Empat tahun kemudian kursusan ini ditingkatkan kualitasnya menjadi Sekolah Dokter Djawa dimana lulusannya berhak bergelar sebagai Dokter Djawa. Perbaikan kurikulum yang terus menerus membawa Sekolah Dokter Djawa diubah menjadi School tot Opleiding van Inlandsche Artsen (STOVIA) pada 1889.
Tidak hanya STOVIA saja yang didirikan oleh Pemerintah Kolonial, selain itu mereka juga mendirikan berbagai macam sekolah sebagai ‘Politik Balas Budi’. Walaupun demikian, hal ini tidak sepenuhnya balas budi melainkan sebagai pemenuhan kebutuhan akan pekerja terdidik yang dibayar murah. Maka dimana-mana didirikan sekolah oleh Belanda dengan harapan lahirnya generasi pekerja terdidik yang dibayar murah.

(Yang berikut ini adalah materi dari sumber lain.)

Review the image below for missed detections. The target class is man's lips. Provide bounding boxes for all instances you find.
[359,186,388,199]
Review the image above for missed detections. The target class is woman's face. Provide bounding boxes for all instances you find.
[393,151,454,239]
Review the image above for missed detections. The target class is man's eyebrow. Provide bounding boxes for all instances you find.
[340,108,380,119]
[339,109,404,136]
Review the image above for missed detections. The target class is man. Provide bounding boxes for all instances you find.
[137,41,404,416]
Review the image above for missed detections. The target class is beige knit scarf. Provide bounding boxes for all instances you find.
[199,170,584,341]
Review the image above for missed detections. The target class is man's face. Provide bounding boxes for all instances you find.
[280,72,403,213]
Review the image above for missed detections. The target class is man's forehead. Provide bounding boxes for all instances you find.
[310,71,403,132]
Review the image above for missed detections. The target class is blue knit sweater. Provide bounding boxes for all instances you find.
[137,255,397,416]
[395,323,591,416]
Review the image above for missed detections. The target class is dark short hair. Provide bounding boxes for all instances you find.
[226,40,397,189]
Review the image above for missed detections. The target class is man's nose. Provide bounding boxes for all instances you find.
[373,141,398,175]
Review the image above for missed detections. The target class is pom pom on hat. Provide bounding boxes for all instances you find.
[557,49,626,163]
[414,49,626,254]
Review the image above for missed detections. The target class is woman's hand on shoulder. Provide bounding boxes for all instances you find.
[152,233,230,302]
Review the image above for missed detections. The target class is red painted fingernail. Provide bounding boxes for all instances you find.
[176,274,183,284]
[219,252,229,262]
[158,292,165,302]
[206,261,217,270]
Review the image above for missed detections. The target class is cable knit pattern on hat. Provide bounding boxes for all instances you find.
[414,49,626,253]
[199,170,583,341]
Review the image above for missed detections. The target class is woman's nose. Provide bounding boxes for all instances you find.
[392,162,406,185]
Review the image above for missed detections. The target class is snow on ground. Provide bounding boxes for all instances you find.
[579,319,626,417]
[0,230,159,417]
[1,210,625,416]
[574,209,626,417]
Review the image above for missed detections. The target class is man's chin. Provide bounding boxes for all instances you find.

Namun harapan Belanda tidak sepenuhnya tercapai. Hasil dari politik etis ini justru melahirkan generasi terdidik yang berempati dengan kondisi bangsanya seperti : RA Kartini, Dewi Sartika, HOS Tjokroaminoto, Agus Salim, Soetomo, Soewardi Soerjaningrat, Dr Tjipto Mangunkusumo dan lain-lain.
Penderitaan rakyat yang sangat berat dan pendidikan yang mereka peroleh telah membukakan mata para pendahulu kita tersebut untuk bangkit memperbaiki nasib bangsa dan bisa mandiri mengatur negara sendiri. Tujuan pergerakan para pejuang bangsa ini, bermuara pada satu kata. MERDEKA!
Yang membedakan perlawanan para pejuang di awal abad 20 jika dibanding dengan pergerakan sebelumnya adalah bahwa perjuangan yang sekarang lebih terorganisasi dengan baik dan memiliki visi dan misi yang terkonsep secara jelas yaitu INDONESIA MERDEKA.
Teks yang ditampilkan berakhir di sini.